Posted Nov. 30, 2009, at 11:16 p.m.
Last modified Jan. 29, 2011, at 12:27 p.m.

One thing you can say about diehard skiers: When it comes to getting in some early season runs, they’re not overly particular about how good conditions are.

Put ’em on their favorite mountain, with the fresh air in their face, and they’re perfectly happy … or perfectly willing to accept the fact that conditions will only get better.

That was the case at Sugarloaf in Carrabassett Valley on Sunday, as the resort opened for the season with a grand total of one trail available for use.

But open, it was.

And the skiers and snowboarders who showed up had a great time.

“We had skiing and riding on Tote Road [on Sunday]. Today we expanded that to a few more trails including Kings Landing, Candy Side, Scoot and Glancer,” said Ethan Austin, Sugarloaf’s communications manager.

Austin said recently that the resort was struggling to make snow because of abnormally warm temperatures.

Those continuing snowmaking efforts got a big boost on Friday night in the form of a significant winter storm.

“Here at the base it was eight to nine inches of heavy, wet snow,” Austin said. “Up on the hill it was closer to a foot. And it was quite a bit drier [higher on the mountain], too.”

That was just the good news Sugarloaf officials were waiting for, and the resort was officially opened on Sunday with $25 lift tickets available.

“A bunch of us went up on Saturday to check it out and skied down,” Austin said. “We kind of all agreed that it was enough to make it down, so we said, ‘Come on up and try it out if you dare.’”

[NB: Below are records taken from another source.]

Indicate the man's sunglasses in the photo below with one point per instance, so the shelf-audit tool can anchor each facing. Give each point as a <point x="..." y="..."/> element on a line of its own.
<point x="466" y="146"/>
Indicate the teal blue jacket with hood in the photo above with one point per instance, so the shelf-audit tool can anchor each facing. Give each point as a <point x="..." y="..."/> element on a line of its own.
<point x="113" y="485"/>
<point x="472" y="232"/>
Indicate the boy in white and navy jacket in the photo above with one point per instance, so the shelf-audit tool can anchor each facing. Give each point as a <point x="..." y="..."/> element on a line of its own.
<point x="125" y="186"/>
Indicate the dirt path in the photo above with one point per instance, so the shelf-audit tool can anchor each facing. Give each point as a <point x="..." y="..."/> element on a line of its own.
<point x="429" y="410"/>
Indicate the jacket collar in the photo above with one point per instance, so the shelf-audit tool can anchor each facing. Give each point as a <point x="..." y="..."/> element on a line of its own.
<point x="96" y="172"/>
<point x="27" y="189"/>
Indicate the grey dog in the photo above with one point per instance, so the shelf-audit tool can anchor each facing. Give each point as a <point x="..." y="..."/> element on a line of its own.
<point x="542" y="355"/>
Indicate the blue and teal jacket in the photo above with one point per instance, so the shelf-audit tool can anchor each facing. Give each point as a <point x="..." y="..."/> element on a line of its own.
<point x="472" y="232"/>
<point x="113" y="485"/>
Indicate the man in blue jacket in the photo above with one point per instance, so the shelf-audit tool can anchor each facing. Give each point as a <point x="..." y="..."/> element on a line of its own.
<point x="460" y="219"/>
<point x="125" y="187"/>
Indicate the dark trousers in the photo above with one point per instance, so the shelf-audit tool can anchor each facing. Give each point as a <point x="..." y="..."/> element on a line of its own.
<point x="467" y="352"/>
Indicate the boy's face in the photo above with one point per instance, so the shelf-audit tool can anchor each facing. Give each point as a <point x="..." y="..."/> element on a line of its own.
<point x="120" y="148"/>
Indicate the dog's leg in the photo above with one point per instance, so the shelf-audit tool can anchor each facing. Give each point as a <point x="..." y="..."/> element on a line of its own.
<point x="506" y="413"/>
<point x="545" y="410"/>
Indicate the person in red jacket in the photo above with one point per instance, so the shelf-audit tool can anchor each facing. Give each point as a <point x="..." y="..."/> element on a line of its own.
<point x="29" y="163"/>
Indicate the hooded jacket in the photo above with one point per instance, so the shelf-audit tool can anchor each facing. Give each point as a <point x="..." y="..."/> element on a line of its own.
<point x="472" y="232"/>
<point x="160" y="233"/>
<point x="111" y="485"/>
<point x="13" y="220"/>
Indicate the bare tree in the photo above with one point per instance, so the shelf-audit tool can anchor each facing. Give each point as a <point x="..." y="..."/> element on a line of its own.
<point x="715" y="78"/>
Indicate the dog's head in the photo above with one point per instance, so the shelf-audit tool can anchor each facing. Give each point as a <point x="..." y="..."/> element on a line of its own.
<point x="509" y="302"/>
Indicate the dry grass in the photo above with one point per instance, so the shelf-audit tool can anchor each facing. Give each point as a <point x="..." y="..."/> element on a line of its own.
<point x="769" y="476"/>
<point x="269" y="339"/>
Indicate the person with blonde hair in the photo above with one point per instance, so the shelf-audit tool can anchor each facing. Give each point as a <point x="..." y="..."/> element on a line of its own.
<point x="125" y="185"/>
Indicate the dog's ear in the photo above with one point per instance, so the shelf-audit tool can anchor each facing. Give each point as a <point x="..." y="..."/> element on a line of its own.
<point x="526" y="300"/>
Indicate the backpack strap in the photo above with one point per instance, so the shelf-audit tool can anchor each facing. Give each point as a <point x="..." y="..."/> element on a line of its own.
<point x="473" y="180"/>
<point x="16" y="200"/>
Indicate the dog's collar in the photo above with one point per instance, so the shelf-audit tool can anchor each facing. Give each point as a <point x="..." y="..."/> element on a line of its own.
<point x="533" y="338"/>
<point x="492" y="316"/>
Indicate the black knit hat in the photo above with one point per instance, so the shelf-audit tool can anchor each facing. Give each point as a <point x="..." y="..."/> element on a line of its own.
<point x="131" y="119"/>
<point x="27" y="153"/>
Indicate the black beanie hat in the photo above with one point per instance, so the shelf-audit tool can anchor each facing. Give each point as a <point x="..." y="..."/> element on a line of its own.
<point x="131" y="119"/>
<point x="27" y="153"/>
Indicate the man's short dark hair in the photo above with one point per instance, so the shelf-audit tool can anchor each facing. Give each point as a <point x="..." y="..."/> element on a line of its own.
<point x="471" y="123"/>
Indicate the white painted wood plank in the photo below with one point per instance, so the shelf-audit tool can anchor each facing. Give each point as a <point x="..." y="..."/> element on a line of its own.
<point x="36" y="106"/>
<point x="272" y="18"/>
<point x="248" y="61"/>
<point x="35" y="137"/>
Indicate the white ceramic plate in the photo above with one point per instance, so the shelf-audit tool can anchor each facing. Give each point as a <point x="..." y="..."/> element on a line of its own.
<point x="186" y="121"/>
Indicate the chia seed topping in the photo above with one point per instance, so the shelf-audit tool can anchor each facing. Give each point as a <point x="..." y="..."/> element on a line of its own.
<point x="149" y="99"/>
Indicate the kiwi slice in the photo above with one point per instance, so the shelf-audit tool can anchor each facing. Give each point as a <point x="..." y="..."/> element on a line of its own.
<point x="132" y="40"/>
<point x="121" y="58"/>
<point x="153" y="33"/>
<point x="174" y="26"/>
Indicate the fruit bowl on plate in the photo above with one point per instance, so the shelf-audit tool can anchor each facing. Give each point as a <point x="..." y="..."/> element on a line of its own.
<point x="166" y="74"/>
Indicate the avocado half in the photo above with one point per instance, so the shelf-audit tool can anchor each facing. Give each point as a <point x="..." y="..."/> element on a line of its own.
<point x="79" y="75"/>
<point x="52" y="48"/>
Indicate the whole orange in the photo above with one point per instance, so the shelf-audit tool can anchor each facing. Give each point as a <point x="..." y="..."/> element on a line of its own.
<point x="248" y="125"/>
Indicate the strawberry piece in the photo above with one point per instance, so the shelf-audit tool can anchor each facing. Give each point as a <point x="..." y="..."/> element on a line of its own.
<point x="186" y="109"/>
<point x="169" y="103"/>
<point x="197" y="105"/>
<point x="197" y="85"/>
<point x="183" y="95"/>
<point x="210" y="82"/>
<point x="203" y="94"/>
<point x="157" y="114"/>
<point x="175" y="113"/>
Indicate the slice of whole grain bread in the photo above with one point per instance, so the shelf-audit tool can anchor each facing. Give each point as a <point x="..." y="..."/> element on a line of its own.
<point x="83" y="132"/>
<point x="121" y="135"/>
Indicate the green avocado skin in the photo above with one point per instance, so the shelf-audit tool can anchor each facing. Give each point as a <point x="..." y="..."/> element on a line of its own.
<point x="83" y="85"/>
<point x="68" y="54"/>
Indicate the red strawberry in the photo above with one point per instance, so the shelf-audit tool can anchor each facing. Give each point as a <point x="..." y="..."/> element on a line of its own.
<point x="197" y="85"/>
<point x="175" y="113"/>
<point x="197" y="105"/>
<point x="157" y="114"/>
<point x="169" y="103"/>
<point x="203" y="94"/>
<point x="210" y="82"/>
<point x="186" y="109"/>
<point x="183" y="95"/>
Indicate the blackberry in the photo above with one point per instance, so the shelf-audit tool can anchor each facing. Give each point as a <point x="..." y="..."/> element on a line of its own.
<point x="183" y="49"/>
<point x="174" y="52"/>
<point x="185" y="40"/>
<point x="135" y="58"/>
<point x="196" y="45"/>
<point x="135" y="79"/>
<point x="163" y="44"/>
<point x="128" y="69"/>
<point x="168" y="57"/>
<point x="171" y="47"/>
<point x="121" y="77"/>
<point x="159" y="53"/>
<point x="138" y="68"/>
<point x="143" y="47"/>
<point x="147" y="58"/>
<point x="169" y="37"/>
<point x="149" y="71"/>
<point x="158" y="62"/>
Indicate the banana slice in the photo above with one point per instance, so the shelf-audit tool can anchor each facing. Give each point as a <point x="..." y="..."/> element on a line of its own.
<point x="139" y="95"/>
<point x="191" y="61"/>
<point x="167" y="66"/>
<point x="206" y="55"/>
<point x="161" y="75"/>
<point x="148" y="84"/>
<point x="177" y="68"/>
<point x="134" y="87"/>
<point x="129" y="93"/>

Austin and the others knew that if the mountain was open, a significant number of diehard snow lovers would take advantage of the opportunity, no matter how many trails were open, and no matter how rough the terrain was.

“We try to be really honest with people and tell them the cover is pretty thin, but we know everybody’s just dying to get out there and ski,” Austin said. “And we were, too. Even though it wasn’t the best opening day conditions we’ve had, there was enough [snow] to get to the bottom, and that’s all people really needed. They were just happy to get out on snow and ski.”

Austin estimated a couple hundred skiers and snowboarders hit the slopes on opening day. Some made symbolic opening day runs, while others spent the entire day skiing Tote Road.

The resort’s Web site listed nine trails and a single lift open on Monday, and Austin said more trails would likely be opened today after more nighttime snowmaking.

Austin said lift tickets will remain $25 today, but that price will be re-evaluated as the week progresses. The next two weeks are “locals weeks,” with residents of Carrabassett Valley and several other nearby towns able to obtain lift tickets and rental equipment for free.

And this weekend, the resort’s popular Tin Mountain Roundup will offer all visitors the chance to ski or ride at a reduced rate.

Visitors who donate three or more cans of food will be allowed to purchase lift tickets for just $30 on Saturday and Sunday.

The Tin Mountain Roundup began in 1984, and since then about 50,000 cans of food have been collected for local needy families during yearly winter and summer events.

How was your deer season?

For most of the state’s deer hunters, Saturday marked the end of another season here in Maine.

There are a few exceptions, of course. Those bow hunters in expanded archery zones are allowed to hunt until Dec. 12, while a statewide muzzleloader season runs through Saturday and a second muzzleloader season (in 14 of the more southern Wildlife Management Districts) lasts until Dec. 12.

The rest of us — those of us who pin our hopes on filling a tag during the regular four-week firearms season — are left to savor the hunts we had … or to wonder what went wrong.

Which begs the question: How was your deer season? It has been a well-publicized fact that the state’s deer herd, especially in northern regions, has declined over the past few years.

In the coming months, we’ll undoubtedly hear much more about that.

State biologists will compile data, crunch numbers, and we’ll end up getting better idea about the season that was.

For now, however, I’m looking for a few first-hand reports to share with readers.

If you’re a hunter and saw fewer (or more) deer than you’re accustomed to seeing, I’d like to hear from you.

If you run a tagging station and can compare this year to past years, I’m sure readers would love to hear what you’ve got to say.

Thousands of us hunt every year, and thousands of hunters are successful. If you tagged a deer this year, I’m happy for you … but I’m more interested in hearing any comparison you’d care to make between this season and those you’ve experienced in the past.

The basic question you might want to keep in mind: Did you think this deer season was noticeably different from past seasons?

If responses pour in, I’ll share a few of those snapshots from this November’s deer season in a future column.